When translating the document into Chinese Traditional, you need to translate the index markers with a special code, so when the localized index is generated, it will automatically sort each entries into the stroke groups.

English source index marker looks like:

FrameMaker file STF file
Storage:how images are stored Storage

how images are stored

When this is translated, without considering the sort, it will look like:

FrameMaker file STF file
儲存:影像的儲存方法 儲存


When the index is generated with above translation, all the entries will be sorted by character code order, with all the entries starting in Chinese characters sorted after ones starting with English alphabets.

To overcome this, you need to insert a command called sort order. This is done by placing a Chinese number for the strokes in front of the first level index text, between the brackets in FrameMaker, or after the <:so> command in STF file.

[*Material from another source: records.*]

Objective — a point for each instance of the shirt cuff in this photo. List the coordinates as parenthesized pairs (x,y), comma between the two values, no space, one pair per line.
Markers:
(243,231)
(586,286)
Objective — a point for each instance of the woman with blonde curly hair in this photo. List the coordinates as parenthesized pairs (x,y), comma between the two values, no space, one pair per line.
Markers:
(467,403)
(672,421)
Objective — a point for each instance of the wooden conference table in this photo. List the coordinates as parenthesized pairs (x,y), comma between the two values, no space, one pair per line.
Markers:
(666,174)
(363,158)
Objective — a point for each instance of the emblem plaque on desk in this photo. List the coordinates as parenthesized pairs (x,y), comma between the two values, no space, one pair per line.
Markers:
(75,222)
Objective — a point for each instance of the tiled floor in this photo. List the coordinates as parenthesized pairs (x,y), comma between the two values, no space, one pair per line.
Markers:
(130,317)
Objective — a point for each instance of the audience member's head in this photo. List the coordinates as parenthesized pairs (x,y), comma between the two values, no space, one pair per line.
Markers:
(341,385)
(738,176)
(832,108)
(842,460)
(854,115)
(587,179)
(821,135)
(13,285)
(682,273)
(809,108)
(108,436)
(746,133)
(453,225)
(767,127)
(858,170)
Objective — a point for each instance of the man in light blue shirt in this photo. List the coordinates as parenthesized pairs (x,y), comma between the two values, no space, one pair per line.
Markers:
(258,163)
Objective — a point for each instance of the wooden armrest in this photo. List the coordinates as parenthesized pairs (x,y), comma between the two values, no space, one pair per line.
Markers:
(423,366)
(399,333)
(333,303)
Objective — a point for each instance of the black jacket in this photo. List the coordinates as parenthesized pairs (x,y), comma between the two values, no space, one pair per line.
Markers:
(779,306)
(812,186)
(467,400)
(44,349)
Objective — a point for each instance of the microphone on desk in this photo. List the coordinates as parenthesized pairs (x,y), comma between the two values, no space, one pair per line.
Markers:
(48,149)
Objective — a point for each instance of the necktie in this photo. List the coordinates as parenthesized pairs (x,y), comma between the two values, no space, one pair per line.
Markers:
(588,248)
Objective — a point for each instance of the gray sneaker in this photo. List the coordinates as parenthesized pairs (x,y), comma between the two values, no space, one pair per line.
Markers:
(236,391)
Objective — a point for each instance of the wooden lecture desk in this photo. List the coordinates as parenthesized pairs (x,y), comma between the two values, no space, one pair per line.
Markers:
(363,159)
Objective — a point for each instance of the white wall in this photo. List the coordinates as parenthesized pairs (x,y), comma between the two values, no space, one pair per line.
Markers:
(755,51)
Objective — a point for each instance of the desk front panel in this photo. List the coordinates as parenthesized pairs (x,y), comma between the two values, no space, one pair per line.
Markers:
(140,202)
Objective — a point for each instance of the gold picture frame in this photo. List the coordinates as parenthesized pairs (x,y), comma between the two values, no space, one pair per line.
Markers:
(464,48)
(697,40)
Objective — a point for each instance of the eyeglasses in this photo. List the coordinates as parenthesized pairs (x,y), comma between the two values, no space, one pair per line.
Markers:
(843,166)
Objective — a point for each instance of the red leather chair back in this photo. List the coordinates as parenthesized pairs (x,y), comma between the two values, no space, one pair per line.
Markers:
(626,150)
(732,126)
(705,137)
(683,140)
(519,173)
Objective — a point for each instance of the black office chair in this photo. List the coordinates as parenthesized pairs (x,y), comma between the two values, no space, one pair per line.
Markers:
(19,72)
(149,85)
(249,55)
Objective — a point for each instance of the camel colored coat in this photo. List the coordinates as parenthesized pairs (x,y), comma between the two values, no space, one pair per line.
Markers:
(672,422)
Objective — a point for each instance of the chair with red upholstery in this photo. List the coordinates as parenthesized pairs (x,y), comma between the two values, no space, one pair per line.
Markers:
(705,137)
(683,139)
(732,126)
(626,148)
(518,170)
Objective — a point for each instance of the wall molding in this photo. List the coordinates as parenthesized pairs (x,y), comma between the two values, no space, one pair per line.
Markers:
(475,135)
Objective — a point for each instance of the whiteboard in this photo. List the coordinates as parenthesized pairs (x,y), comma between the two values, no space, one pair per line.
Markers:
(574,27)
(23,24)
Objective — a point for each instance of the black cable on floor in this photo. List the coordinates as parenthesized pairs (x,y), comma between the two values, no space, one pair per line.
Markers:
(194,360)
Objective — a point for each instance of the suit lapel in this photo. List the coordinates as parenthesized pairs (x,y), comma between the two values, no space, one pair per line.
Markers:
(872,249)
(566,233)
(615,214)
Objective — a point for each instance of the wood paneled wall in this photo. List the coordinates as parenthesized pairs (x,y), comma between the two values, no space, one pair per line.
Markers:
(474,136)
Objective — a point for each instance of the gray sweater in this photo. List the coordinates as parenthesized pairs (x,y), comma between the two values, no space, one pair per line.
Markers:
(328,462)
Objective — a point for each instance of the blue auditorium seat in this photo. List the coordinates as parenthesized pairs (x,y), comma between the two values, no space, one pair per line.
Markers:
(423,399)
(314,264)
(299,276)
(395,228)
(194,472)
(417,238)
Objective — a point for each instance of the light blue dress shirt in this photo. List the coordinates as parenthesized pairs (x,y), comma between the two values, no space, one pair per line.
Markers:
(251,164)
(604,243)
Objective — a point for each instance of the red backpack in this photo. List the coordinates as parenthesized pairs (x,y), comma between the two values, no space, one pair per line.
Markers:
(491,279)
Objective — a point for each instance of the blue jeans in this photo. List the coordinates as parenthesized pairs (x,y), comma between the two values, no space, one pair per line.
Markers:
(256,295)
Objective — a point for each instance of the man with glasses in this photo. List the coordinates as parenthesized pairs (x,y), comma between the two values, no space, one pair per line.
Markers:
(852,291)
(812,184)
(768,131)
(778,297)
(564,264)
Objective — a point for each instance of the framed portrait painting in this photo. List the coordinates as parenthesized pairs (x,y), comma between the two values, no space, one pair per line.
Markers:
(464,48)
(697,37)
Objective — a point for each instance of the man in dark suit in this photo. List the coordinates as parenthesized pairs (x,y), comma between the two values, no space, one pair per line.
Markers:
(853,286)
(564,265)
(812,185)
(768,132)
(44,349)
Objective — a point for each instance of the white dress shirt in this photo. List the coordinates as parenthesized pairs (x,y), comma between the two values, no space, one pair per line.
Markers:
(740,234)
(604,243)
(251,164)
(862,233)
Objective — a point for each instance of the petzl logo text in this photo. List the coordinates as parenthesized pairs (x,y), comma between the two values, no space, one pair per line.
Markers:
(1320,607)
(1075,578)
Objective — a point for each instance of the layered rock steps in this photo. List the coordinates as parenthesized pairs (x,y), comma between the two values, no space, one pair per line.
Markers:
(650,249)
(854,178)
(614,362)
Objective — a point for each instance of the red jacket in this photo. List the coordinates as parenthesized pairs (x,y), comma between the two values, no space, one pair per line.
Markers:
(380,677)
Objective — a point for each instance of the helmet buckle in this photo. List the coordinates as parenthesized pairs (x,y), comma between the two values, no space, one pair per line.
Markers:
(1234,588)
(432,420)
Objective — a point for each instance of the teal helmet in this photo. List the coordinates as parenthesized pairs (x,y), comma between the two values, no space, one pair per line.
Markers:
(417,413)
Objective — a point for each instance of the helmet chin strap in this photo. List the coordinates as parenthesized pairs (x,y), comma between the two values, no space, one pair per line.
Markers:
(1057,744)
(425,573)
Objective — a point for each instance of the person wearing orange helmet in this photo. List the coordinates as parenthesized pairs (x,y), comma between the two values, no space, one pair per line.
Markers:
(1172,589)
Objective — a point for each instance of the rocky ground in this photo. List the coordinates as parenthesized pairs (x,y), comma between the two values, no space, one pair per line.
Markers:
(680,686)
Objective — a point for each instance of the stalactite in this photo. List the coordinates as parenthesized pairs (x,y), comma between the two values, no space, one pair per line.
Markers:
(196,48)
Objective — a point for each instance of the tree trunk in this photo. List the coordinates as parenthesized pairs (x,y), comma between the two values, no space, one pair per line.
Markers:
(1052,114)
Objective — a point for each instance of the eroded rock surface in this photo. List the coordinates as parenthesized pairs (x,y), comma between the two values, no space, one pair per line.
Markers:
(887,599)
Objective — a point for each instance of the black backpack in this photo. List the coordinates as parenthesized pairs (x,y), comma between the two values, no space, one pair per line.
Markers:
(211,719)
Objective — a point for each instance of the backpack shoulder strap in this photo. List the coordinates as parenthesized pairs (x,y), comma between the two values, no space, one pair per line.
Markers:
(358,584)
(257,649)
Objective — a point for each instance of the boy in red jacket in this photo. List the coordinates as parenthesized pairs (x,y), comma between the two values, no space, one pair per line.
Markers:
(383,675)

Read Also: How to translate the index markers in FrameMaker for Chinese Simplified

Translated index text with correct sort order will look like:

FrameMaker file STF file
儲存:影像的儲存方法[十七畫 儲存:影像的儲存方法] 儲存<:so>十七畫 儲存


For the first level index text, characters “十七畫” is placed in front of “儲存”, so “儲存” will be placed under “十七畫” in the generated index. Then you copy the index text into the sort order. There is a single byte space between “十七畫” and “儲存”. Nothing will be added to lower level index text, just copy the contents. The project manager for each project will define maximum number you can use for stroke count. If the maximum number is decided to be 17, any character with 17 or more character will have “十七畫” added.

This will be done for all the index markers with first level text starting with Chinese character or any double byte character. If the first level index text starts with an alphabet, number, or single byte symbols ($, #, @, ect) do NOT put in the sort order. Just translate the index as in second table.

With all the index markers translated as above format, index will generate in correct sort categories.